Theoretical Computer Science

Abstracts Talks

Armin Biere Efficient SAT Solving
This overview talk covers algorithmic aspects of conflict-driven clause learning and important extensions developed in recent years, including decision heuristics, restart schemes, various pre- and inprocessing techniques as well as proof generation and checking. The speaker contributed to the core technology of modern SAT solving, has developed 12 SAT solvers since 1999, which won 40 medals including 18 gold medals in international SAT competitions.
Cezary Kaliszyk Learning Theorem Proving from Scratch
We introduce a theorem proving algorithm that integrates machine learning. Instead of a complete brute-force search, the algorithm runs many Monte-Carlo simulations guided by reinforcement learning from previous proof attempts. Various predictors for estimating the usefulness of proof steps and the likelihood of closing the open tableaux branches will be compared. Complete proof search with backtracking will be replaced by Monte-Carlo tree search with upper confidence bounds. The trained system solves within the same number of inferences over 40% more problems than the human-optimized baseline prover.
Moshe Vardi The Siren Song of Temporal Synthesis
One of the most significant developments in the area of design verification over the last three decade is the development of algorithmic methods for verifying temporal specification of finite-state designs. A frequent criticism against this approach, however, is that verification is done after significant resources have already been invested in the development of the design. Since designs invariably contains errors, verification simply becomes part of the debugging process. The critics argue that the desired goal is to use temporal specification in the design development process in order to guarantee the development of correct designs. This is called temporal synthesis. In this talk I will review 60 years of research on the temporal synthesis problem, describe the automata-theoretic approach developed to solve this problem, and describe both succuesses and failures of this research program.

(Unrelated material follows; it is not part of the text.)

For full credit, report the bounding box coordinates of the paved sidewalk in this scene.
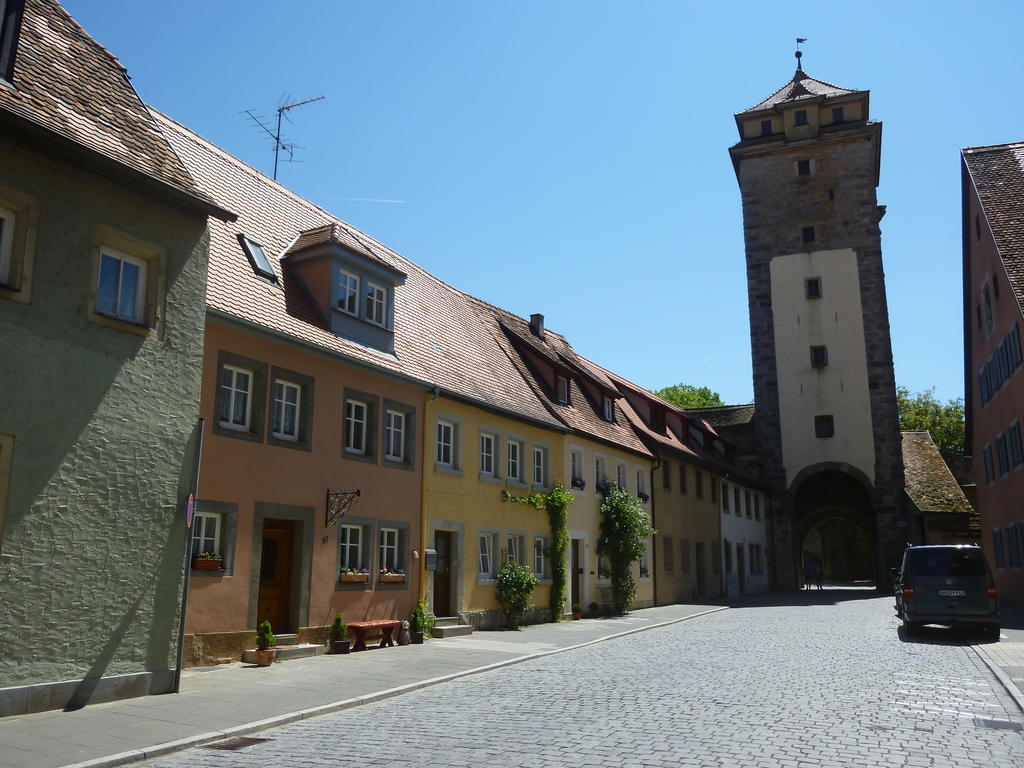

Christoph Weidenbach Robust First-Order Reasoning
The talk starts by presenting the state of the art in reasoning in first-order logic, fragments thereof and the combination of reasoning in first-order logic with theories such as arithmetic. It then discusses the gap between the state of the art and robust first-order reasoning. The speaker contributed to the core technology of modern first-order reasoning, including the identification of decidable fragments, the development of new calculi, the combination with theories, and the development of systems. Between 1996 and 1999 with his team he competed in the CASC first-order theorem proving competition and won 5 gold medals with SPASS. This year, after almost 20 years without joining any academic system competion, they joined SMT-COMP in the two quantifier free purely linear arithmetic categories, won one and scored second in the other with SPASS-SATT.